Des chercheurs de l’université d’Oxford viennent de découvrir une multitude de nouvelles créatures abyssales entre le cap Horn et l’Antarctique.

Des combats sans merci se déroulent au fond des océans. Dans le noir absolu des abysses, des pieuvres se jettent sur des étoiles de mer, des crabes croquent des mollusques, et des moules se régalent de plancton. Tout en bas de cette chaîne alimentaire, des micro-organismes se contentent du plat unique servi par la maison : des composés soufrés et carbonés. Début janvier, une équipe de chercheurs britanniques a annoncé avoir découvert l’existence d’une vie foisonnante entre le cap Horn et l’Antarctique, dans la mer d’Ecosse (Scotia). A 2.400 mètres de profondeur, des crabes yéti poilus, des anémones de mer et des bernacles vivent sous une pression de 240 bars. « Nous avons découvert une faune de prédateurs indescriptible. C’est un écosystème unique qu’il faut protéger », a indiqué le chercheur britannique Alex Rogers du département de zoologie de l’université d’Oxford, qui dirigeait cette expédition.
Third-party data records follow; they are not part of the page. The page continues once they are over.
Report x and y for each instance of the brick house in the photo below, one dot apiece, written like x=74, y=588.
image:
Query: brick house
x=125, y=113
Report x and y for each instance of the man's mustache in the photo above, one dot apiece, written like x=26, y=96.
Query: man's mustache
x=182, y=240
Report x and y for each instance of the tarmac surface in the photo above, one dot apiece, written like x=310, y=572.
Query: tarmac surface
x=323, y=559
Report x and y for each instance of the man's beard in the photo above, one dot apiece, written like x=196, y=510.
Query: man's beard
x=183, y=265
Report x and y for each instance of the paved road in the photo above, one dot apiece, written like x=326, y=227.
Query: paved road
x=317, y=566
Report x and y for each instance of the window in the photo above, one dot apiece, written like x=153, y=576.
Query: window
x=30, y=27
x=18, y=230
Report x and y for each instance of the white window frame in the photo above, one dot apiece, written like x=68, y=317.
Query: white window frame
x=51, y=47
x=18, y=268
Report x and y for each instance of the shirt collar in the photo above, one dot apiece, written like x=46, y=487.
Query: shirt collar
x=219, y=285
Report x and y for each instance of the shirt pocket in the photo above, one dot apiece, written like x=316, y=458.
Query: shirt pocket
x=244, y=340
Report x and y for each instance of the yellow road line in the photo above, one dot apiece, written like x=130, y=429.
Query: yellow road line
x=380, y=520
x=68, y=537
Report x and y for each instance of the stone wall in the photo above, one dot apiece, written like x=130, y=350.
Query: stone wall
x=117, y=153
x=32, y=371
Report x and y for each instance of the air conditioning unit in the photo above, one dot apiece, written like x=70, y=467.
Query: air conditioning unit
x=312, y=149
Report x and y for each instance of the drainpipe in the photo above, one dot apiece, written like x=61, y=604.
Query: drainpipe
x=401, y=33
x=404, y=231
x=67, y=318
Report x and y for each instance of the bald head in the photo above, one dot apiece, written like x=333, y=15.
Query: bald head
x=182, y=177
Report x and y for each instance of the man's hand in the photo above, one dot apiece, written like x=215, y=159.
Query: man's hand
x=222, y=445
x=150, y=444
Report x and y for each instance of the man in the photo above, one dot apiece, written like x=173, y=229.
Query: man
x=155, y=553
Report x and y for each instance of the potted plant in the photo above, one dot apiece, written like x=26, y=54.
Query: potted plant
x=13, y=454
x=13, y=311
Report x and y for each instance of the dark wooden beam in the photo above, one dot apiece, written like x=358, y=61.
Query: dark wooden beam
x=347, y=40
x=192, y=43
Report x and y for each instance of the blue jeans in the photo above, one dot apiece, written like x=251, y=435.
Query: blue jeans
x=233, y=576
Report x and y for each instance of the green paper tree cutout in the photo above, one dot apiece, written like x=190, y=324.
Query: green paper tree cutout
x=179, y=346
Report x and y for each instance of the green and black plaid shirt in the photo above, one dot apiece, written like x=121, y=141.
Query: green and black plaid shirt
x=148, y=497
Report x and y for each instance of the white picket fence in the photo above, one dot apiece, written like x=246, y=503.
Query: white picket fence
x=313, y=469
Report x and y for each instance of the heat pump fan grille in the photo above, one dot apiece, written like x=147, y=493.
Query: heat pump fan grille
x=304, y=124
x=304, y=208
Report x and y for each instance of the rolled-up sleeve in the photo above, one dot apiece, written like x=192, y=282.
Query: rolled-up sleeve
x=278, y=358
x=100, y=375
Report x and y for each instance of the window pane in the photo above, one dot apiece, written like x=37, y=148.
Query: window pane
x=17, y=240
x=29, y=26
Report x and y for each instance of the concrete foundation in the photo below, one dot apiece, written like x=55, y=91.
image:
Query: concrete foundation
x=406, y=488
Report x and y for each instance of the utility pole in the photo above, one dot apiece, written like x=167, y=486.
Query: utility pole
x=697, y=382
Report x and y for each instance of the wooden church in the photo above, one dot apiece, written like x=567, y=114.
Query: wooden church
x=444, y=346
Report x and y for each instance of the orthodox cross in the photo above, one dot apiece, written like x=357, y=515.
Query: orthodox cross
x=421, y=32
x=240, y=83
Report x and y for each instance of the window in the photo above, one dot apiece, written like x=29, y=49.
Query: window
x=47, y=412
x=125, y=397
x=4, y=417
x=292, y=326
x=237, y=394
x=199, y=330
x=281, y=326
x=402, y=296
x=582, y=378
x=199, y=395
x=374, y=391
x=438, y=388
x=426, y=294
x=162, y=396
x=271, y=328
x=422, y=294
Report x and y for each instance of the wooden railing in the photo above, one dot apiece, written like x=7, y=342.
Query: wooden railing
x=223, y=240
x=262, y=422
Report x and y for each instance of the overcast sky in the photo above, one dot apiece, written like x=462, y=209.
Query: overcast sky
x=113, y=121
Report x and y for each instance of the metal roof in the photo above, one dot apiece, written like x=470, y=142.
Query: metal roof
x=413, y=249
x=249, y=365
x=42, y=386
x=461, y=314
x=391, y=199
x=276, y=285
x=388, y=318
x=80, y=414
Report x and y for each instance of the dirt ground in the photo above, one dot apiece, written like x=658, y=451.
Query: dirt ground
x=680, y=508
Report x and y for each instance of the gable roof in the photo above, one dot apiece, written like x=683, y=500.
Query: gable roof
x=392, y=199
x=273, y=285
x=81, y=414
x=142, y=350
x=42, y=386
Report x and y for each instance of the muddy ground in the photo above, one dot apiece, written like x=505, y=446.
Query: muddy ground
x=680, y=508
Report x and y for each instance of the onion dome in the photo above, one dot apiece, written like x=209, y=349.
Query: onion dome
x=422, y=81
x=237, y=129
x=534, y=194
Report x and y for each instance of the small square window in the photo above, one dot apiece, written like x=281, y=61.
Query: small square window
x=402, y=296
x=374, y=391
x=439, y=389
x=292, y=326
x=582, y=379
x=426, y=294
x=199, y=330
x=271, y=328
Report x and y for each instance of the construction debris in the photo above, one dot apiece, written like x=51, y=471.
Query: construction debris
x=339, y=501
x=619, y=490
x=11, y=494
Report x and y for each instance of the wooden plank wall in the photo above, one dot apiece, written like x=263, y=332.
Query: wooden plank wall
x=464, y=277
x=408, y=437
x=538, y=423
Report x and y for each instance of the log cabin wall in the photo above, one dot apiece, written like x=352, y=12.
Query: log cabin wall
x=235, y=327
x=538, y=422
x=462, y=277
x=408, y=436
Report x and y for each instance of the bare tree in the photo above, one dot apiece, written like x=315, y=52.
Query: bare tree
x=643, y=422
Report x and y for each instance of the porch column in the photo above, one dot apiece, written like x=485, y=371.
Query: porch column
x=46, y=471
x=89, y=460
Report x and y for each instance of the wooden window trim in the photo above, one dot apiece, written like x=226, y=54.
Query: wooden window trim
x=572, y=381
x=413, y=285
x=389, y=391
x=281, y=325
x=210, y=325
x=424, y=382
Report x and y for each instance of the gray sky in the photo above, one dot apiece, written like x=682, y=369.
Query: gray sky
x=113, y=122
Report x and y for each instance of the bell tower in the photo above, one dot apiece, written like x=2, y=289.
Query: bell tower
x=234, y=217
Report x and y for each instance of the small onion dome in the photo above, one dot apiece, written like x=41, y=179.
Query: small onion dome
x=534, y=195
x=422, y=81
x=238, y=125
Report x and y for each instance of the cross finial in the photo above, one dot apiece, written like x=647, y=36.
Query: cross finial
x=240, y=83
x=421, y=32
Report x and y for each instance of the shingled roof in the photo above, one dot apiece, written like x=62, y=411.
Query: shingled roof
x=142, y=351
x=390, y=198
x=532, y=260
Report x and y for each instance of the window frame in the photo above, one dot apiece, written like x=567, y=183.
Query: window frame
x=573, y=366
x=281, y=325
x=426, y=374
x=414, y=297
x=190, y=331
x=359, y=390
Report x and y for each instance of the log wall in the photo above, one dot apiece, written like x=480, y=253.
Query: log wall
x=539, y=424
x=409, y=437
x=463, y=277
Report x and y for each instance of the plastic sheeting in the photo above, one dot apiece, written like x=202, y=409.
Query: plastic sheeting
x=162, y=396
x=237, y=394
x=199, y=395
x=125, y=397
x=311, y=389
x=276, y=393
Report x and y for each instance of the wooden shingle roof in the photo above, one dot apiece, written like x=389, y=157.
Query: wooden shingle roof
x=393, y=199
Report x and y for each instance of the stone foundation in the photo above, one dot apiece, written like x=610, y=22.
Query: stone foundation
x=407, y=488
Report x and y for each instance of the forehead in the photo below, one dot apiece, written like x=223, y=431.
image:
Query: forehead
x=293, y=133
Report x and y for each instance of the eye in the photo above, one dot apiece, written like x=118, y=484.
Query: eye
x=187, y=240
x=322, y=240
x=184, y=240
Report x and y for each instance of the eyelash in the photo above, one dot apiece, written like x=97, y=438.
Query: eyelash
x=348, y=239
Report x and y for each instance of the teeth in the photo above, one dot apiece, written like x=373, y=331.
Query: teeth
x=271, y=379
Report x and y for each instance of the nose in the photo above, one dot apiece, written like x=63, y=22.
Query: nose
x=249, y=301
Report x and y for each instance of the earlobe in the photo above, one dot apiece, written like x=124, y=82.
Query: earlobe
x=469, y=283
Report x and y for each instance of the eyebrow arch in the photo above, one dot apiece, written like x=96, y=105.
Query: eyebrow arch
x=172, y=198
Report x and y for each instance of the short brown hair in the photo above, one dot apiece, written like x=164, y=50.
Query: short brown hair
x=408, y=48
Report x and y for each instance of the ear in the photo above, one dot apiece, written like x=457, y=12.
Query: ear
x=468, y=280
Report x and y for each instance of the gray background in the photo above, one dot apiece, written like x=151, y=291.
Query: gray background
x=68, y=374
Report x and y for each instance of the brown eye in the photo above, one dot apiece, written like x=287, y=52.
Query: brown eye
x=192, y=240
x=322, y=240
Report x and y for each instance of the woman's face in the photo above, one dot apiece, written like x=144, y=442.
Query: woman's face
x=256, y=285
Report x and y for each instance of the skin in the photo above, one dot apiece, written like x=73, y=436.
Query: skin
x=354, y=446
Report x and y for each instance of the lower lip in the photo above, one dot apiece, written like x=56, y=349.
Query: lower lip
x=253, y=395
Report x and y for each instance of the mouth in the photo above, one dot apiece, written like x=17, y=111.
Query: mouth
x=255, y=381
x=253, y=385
Tout ce petit monde vit à proximité de cheminées hydrothermales et de colonnes baptisées « fumeurs noirs » qui tapissent le plancher océanique. Ces structures minérales de plus de 10 mètres de haut expulsent en permanence des nuages de matière venue des entrailles de la terre. En 1977, le premier site de ce type, baptisé « jardin de roses », a été découvert au large des îles Galápagos.
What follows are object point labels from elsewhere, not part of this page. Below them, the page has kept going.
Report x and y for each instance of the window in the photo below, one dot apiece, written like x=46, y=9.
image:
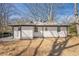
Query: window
x=35, y=29
x=58, y=29
x=45, y=28
x=19, y=28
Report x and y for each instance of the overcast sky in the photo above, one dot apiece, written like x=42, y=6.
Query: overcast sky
x=61, y=10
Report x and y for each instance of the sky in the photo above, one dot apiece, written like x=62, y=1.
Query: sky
x=61, y=10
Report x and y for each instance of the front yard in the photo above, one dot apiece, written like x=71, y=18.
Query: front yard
x=41, y=47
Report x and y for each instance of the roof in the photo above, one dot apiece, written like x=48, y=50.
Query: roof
x=40, y=25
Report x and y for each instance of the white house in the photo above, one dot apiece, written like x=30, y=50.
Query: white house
x=30, y=31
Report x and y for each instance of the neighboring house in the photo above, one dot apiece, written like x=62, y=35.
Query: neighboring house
x=30, y=31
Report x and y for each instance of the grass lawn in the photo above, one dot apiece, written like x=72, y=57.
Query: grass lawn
x=41, y=47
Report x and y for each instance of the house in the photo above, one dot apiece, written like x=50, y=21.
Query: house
x=30, y=31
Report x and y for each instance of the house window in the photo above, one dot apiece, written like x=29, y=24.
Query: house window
x=58, y=29
x=45, y=28
x=35, y=29
x=19, y=28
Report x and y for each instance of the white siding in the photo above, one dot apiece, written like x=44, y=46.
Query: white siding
x=63, y=32
x=77, y=28
x=50, y=32
x=27, y=32
x=16, y=33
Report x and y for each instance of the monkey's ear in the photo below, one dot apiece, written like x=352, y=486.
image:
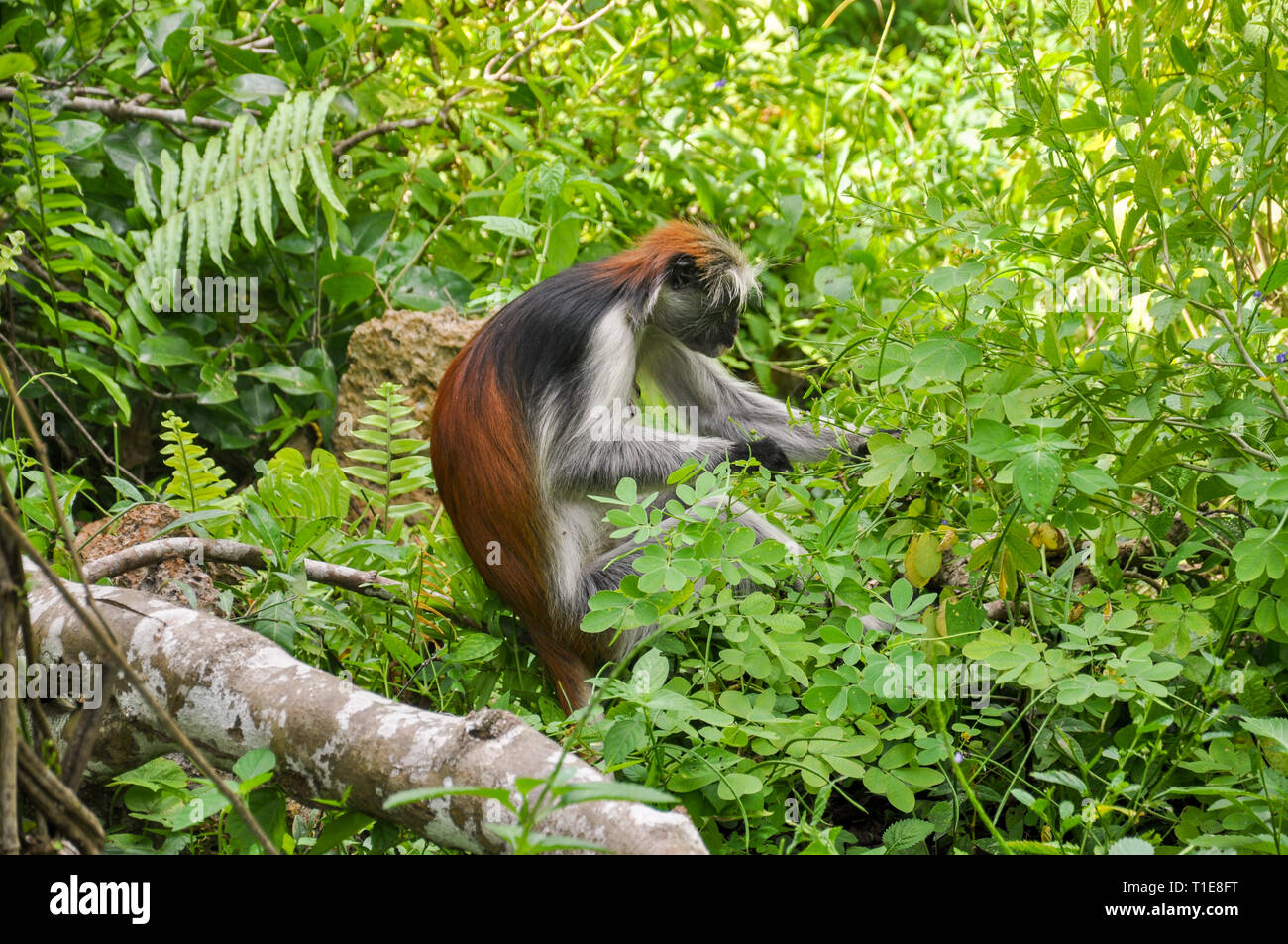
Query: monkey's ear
x=683, y=271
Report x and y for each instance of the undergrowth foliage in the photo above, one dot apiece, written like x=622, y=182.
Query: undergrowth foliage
x=1043, y=241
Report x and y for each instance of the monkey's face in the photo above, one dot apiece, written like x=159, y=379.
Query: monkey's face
x=700, y=305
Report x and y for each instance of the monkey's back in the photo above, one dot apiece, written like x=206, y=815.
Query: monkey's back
x=482, y=460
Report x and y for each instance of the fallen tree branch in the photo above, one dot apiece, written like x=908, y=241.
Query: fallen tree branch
x=366, y=582
x=237, y=690
x=127, y=111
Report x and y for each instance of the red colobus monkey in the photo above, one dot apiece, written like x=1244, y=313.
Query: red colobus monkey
x=516, y=432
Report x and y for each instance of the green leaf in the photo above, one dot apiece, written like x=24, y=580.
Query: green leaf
x=1037, y=476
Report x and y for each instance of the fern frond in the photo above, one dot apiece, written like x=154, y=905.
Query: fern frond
x=205, y=194
x=197, y=480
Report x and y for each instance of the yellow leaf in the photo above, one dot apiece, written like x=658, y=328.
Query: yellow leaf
x=921, y=561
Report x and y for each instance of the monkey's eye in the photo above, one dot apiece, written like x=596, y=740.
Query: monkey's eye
x=684, y=271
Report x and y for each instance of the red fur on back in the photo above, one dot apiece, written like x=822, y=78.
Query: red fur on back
x=483, y=467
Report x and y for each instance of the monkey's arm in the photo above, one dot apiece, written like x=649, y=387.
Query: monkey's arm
x=603, y=445
x=730, y=408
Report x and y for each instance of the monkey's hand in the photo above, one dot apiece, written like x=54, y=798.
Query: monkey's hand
x=764, y=451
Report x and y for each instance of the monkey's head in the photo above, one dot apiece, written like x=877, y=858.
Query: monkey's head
x=698, y=282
Résistance à la température

Aujourd’hui, plus d’un millier de champs hydrothermaux ont été recensés, essentiellement sur les lignes de fracture des plaques qui composent le plancher océanique. C’est un ver qui est le locataire le plus étonnant de ces biotopes. Alvinella pompejana est un bâtisseur assez exceptionnel. Cet annélide s’installe sur le flanc des fumeurs noirs et se construit un habitacle en forme de tube qu’il ventile par des mouvements réguliers. Ce ver intéresse les biologistes pour une bonne raison : il fabrique son cylindre isolant à partir de protéines inconnues sur terre qui résistent à la température, à la toxicité et à l’acidité du milieu.
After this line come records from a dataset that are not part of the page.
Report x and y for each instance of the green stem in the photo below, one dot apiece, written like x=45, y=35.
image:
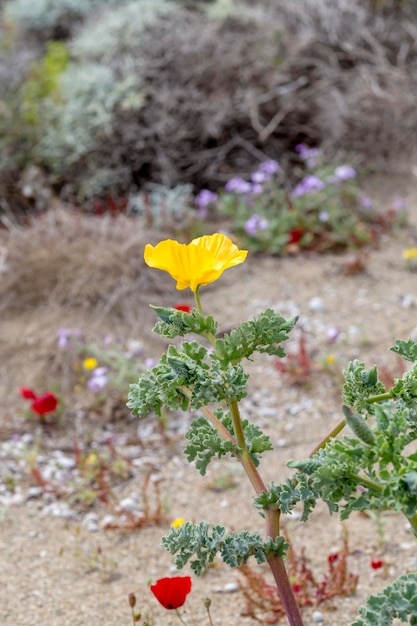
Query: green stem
x=279, y=572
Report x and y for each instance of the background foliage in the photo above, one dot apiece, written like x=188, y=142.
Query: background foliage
x=198, y=92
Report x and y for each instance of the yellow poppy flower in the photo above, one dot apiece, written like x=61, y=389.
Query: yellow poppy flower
x=198, y=263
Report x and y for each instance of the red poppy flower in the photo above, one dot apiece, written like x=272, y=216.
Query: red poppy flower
x=27, y=393
x=183, y=307
x=172, y=592
x=295, y=235
x=45, y=404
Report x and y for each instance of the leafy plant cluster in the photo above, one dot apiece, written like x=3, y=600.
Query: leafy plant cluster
x=371, y=468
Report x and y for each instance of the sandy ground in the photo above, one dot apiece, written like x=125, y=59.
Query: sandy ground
x=57, y=572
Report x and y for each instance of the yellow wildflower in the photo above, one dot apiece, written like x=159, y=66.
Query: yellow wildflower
x=198, y=263
x=178, y=522
x=409, y=253
x=90, y=363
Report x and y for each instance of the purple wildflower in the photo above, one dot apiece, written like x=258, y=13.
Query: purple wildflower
x=255, y=223
x=308, y=184
x=238, y=185
x=204, y=198
x=309, y=155
x=344, y=172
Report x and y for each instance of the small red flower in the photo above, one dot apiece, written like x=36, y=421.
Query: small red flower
x=295, y=235
x=183, y=307
x=27, y=393
x=45, y=404
x=172, y=592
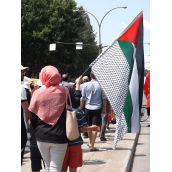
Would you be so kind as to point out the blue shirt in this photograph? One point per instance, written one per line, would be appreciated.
(81, 123)
(92, 94)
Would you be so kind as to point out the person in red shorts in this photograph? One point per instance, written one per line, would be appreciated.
(73, 156)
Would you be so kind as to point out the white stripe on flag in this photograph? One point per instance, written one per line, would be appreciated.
(111, 70)
(134, 92)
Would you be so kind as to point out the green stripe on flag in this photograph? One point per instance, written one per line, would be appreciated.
(128, 110)
(127, 49)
A l’intérieur de certains fumeurs noirs, la température peut dépasser les 400 °C. Aucune forme de vie connue ne peut supporter ces conditions. Mais, dès que l’on s’éloigne, la température baisse rapidement. Le record actuel appartient à une bactérie sous-marine qui supporte une température de 120 °C. Ces microbes unicellulaires sont les briques élémentaires de la vie et existent probablement depuis des milliards d’années. Ils puisent leur énergie dans les seules ressources disponibles : des sulfates, des nitrates et des particules métalliques. Curieusement, chaque champ hydrothermal semble entretenir sa propre troupe d’habitants.

« Les espèces que nous avons identifiées au fond de la mer d’Ecosse sont totalement différentes de celles que nous connaissons dans le Pacifique ou l’océan Indien », assure Alex Rogers. La semaine dernière, une autre équipe de chercheurs britanniques a photographié un champ hydrothermal au large des îles Caïmans. Profondeur : 5.000 mètres. Dans les semaines qui viennent, ces scientifiques vont vérifier si cet « autre monde » abrite d’éventuelles formes de vie capables de supporter une pression de 500 bars. Cinq cents fois la pression atmosphérique.